There is a video on line of the excellent comments Mother Angelica gave about that horrible rendition of the Stations of the Cross. She was right on and did not mince any words.
One Catholic blog site says that just as it was fitting that she passed away on the Day of the Resurrection, it is fitting that she will be buried on April Fool’s Day as she was a fool for Christ and would have loved that. I agree. I really believe that St. John Paul II, the man whom she defended in those comments, was there to welcome her home. How could he not be?
Fr. Z has the video called “Mother Angelica’s Rant Against the Liberal Church” on his blog yesterday, and I think the Church Militant has it too. One can just google it to find it on different websites.

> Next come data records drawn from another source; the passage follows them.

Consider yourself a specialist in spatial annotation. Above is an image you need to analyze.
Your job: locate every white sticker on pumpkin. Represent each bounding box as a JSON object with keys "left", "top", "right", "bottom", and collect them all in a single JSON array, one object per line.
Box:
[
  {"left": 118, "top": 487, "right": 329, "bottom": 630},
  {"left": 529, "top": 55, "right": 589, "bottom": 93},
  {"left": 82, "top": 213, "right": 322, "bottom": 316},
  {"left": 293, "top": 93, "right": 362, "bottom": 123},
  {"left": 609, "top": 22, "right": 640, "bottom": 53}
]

Mother Angelica was a modern day Archbishop Fulton J. Sheen. Mother wanted to instruct her viewers about the faith. She did it in a very relaxed and folksy type of way, so everyone could grasp and understand the facts. Unfortunately the bishops got involved, and because of politics, her congregation had to give up the Eternal Word Network. After her terrible stroke, she suffered a great deal, and I am sure Mother offered up her sufferings for the most needed. R.I.P. dear Mother Angelica.

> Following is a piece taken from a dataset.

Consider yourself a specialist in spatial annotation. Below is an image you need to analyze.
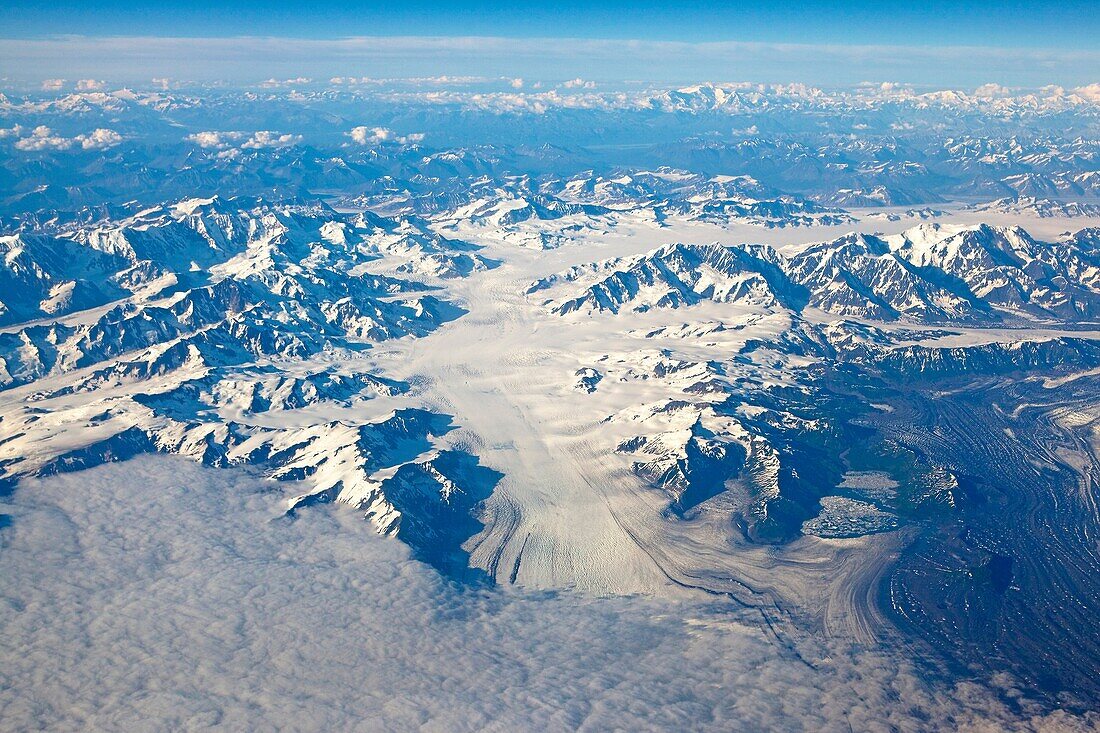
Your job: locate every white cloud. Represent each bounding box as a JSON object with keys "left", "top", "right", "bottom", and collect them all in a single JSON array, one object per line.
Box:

Pilar, I think you have a great insight here in comparing Archbishop Sheen and Mother Angelica. Although I haven’t seen a lot of either of them, I definitely get the sense that Sheen was refined, erudite, brilliant at using the media of his day, and devout. She was, as you say, “folksy”, also understood the media of HER day, and equally devout. I wonder which one gets canonized first? Maybe together, as John XXIII and John Paul II?
I suggest you watch and/or read the two of them more, YFC. After that rant against the dissidents in the Church, she told them she still loved them and begged them to come home. I am sure she was praying for all of us until she could no longer do it.
Archbishop Sheen’s writings about the Holy Mother were the ones that most convinced me she had been a perpetual virgin. He had a beautiful, poetic Irish style of writing.
Mother Angelica deserves to be canonized and declared a saint. However, because the liberals are in control, not only locally, but also in the Vatican, her cause may never be opened. It is similar to what has happened to the cause of Archbishop Fulton J. Sheen. Cardinal Dolan will not cooperate with the diocese of Peoria, so the matter is closed. How tragic that things like this happen. At least we can pray privately to Mother Angelica and to Archbishop Sheen.
Dear Author,
“The Catholic Church in the United States has lost the Poor Clare nun who changed the face of Catholicism in the United States and around the world”
Changed the face of Catholicism did she? No, I think it is more accurate to say she tried to preserve the face of Catholicism in the United States. She did her part in keeping the best she could the V2 Church members Catholic, as opposed to the V2 Magesterium that never stopped trying to change it, evolving it into the Protestant religion it now is. I believe God will bless her soul for defending and preserving the Catholic Faith the best way she knew how. May her soul now rest in peace.
Praise be to God for His mercy in giving the world Mother Mary Angelica. She is an ‘unofficial’ Saint. Never met her in person but feel like I know her. Also feel I lost a ‘spiritual’ Mother this week. Rest in peace dear Mother.
Watching her beautiful funeral mass and the rosary/chaplet devotions reminded me/us (life long Catholics) of how it was and how it should be. Don’t we all wish we had a church like that around the block to attend?
May God continue to bless EWTN. And (from the litany of the Saints) may all the holy men and women, pray for us, and especially for the Poor Clare order of nuns.